I walked out with a scrip for Zoloft, which she said she’d had great success with. If my serotonin was severely low, as she suspected, she said I ought to start seeing results in a few days.
So I took the little yellow pills. And they worked immediately. I no longer freaked out all the time. I didn’t have crying jags once a day. The panic attacks stopped. I was grateful. However, Zoloft came with the same risk of neonatal withdrawal as Prozac, which means that the baby can potentially have trouble eating and sleeping immediately after birth. I was terrified that my baby would exhibit some of these withdrawal symptoms, especially since Wellbutrin in particular was not associated with any of those risks. I felt that the doctor prescribing me antidepressants didn't make the call I thought would be best for my body and my needs, and I was angry that now, on top of everything else, I'd have to worry about my baby suffering from drug withdrawal.

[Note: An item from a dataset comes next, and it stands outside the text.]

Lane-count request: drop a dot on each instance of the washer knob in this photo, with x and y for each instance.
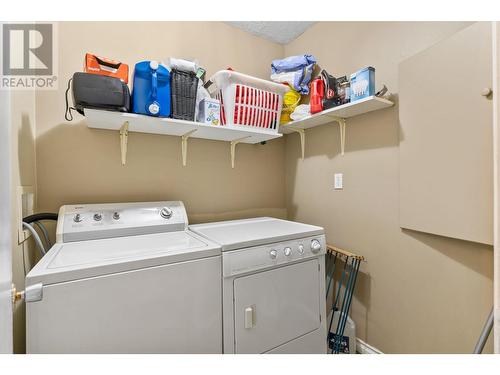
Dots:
(166, 213)
(301, 249)
(315, 246)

Depression takes you out of your body. Your mind leads you to do things you simply can't control.
Depression takes you out of your body. Your mind leads you to do things you simply can't control, such as go on extended crying jags or have panic attacks, which can lead you to experience a basic and fundamental loss of agency. Being pregnant leads to another loss of bodily control, for more obvious reasons: there's literally another human being taking shape inside of you.
When I was pregnant and depressed, I knew that I needed help, and I thought I knew which medications would help me. Yet mental health services were focused entirely on the health of the baby, not the mental health of the mother. While I obviously cared deeply about my baby's health, I felt like I was depending on my doctors to heal me, and they weren't really making me a partner in my care so much as they were railroading me in the process of finding out "what works." They didn't listen to me or my own needs, nor did they acknowledge that I had any awareness of my own body.
In the end, when I got pregnant with my second child, I ended up on Wellbutrin in addition to Zoloft. I found a new psychiatrist who had read the research on Wellbutrin and seizures, and she felt it was perfectly safe during pregnancy. (I got lucky: none of my kids had withdrawal symptoms or any side effects from the medication at all.)
My new doctor made me a partner in my care, and took my needs into account, not just the needs of my growing baby. In the end, that's what I needed, just as much as I needed medication: someone who would give me back my agency, and make me feel like I was my own person again. I was grateful to her then, and I'm grateful to her now.